The Brazilian team may be favored to win the World Cup, but analysts don't believe playing host to the tournament will boost the country's economy or its shares.
"The World Cup is not going to make it for Brazil, as has not been the case for South Africa or others before," Alicia Garcia-Herrero, chief economist at BBVA, told CNBC. "We've learned from experience that the boost from World Cups and Olympic games is relatively limited."
She expects the boost to Brazil's gross domestic product (GDP) this year will add up to less than half a percentage point, leading to a total economic growth forecast of 1.5 percent.
To be sure, she expects playing host will boost the tourism sector. "But tourism is a small share of GDP in Brazil, unfortunately."
She also expects a boost in consumption if Brazil wins the World Cup.
"But if it doesn't, we might even see a worsening of the current situation," she said, noting that declining consumption is behind the country's very poor economic data over the past year or so.
Garcia-Herrero isn't alone in doubting the World Cup will be a win for Brazil's economy or its stock market.
"Unfortunately, it brings with it higher inflation, higher labor costs and all kinds of other things, which is exactly what Brazil didn't need at this point," David Riedel, president of Riedel Research Group, told CNBC.
He believes the country's investment outlook isn't terribly bright and prefers to invest in other emerging markets.
"I wouldn't be jumping in with both feet at this time," he said. "There are individual stocks that we like, but we wouldn't be buying the index."
The has recovered around 7 percent so far this year, after falling over 15 percent last year. In a note Wednesday, Societe Generale said Brazil's market is expensive, offering a risk premium of only 0.7 percent, below its average of 2.3 percent.
While the country offers positives from a 200 million population, ample farmland and water as well as self-sufficiently on food and fuel, "investors don't like the government intervention into business," Riedel said. "They don't like the history of hyperinflation and what they really don't like is the expectation that the economy is going to grow 1.7 percent this year and 2 percent next year."

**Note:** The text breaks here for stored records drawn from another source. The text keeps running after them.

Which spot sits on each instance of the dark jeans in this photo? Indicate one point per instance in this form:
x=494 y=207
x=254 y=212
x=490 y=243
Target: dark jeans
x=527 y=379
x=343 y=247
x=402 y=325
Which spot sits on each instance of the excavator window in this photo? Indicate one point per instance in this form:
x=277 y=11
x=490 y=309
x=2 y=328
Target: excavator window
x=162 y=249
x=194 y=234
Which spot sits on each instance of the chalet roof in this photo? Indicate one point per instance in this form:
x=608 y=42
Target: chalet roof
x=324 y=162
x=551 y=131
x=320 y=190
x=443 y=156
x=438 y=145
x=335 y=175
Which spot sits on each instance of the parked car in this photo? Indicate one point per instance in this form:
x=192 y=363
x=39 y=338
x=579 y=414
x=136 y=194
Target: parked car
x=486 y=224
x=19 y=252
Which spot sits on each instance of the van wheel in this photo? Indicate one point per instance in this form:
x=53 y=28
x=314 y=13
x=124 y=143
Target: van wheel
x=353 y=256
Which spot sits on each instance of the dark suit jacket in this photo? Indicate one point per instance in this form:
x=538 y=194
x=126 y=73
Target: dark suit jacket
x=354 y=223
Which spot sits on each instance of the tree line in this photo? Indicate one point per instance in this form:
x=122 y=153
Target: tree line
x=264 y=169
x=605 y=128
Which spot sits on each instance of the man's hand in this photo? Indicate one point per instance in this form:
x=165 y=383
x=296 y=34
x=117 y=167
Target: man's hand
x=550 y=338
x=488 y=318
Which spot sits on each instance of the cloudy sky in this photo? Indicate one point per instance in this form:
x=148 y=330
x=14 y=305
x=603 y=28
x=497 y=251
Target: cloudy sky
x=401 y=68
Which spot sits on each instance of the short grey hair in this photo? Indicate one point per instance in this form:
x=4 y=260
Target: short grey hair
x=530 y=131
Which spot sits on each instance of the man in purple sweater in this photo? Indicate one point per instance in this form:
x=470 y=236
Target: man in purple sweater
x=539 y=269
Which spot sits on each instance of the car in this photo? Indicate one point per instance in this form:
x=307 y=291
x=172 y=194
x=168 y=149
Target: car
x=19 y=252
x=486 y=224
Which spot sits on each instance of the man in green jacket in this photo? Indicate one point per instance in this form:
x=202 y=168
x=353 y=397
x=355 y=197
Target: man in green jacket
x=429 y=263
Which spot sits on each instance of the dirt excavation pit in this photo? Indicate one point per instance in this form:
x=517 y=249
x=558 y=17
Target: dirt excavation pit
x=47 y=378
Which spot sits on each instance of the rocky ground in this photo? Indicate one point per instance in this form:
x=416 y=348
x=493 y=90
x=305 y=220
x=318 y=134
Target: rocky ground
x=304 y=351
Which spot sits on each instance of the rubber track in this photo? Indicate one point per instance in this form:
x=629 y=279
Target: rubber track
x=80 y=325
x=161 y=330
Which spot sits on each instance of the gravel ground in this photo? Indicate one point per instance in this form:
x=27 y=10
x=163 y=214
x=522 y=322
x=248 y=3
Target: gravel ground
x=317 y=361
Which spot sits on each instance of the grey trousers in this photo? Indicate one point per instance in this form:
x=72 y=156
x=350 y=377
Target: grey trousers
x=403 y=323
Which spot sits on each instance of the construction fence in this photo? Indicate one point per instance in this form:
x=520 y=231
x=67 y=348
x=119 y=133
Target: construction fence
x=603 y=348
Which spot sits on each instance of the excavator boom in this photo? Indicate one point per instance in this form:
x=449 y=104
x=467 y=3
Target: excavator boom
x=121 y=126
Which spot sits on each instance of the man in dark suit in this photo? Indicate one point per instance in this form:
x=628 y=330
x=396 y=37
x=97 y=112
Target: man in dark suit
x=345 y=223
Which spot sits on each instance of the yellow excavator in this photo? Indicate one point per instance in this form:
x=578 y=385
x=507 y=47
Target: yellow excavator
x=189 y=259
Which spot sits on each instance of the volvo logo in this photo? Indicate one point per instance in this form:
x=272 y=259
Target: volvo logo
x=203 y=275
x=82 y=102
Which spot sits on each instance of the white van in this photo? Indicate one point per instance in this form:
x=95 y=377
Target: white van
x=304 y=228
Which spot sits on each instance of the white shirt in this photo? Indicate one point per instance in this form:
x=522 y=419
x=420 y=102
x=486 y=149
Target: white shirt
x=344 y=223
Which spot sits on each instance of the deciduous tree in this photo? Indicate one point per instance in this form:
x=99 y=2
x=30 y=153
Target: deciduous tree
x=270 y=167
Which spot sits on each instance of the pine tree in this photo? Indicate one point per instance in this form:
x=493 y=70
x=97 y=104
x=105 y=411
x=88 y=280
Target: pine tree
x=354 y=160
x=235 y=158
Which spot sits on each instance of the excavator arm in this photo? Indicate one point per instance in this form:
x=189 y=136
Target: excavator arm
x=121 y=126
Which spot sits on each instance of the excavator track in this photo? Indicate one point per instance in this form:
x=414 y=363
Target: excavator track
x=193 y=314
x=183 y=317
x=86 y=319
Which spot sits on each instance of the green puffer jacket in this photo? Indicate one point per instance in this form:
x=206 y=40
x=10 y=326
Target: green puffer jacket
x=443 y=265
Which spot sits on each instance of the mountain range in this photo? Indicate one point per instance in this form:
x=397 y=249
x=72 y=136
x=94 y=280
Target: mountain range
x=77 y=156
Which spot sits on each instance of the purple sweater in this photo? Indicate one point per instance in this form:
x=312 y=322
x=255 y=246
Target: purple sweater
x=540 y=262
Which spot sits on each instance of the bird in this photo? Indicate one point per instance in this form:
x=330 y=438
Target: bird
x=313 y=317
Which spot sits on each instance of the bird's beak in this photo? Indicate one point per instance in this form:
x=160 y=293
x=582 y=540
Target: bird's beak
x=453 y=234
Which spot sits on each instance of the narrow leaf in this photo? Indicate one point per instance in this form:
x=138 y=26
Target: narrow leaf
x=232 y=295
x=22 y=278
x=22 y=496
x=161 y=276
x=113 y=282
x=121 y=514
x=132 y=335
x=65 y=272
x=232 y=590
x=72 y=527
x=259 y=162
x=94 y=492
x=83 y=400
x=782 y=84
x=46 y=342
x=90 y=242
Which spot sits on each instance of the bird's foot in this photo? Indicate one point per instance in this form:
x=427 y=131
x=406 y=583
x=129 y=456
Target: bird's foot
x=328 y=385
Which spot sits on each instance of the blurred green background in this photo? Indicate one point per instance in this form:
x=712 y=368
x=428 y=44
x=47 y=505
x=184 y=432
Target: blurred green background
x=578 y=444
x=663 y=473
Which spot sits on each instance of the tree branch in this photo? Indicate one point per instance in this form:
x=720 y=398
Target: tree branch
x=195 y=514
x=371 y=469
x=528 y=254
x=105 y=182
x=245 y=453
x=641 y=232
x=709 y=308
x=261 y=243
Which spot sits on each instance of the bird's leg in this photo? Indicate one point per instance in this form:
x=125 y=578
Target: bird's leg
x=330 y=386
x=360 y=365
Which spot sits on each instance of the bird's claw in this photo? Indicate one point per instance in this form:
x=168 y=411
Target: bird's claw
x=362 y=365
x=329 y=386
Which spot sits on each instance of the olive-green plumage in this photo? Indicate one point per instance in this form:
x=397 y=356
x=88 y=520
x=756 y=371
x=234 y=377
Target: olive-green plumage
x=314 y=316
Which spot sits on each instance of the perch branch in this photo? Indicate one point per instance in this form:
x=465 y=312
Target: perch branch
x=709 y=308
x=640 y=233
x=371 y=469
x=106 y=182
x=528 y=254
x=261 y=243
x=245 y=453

"We like some of the retailers," he added. "There are still a lot of change happening in the mass market in terms of access to formal retail and certain products."
But on Brazil's upside, it's widely expected to win its own World Cup.
"All roads seem to lead to Brazil winning the World Cup. Home advantage, past record, and form are but a few of the tailwinds," Deutsche Bank said in a note Monday. "Naturally, market odds and our own quantitative models come to the same conclusions."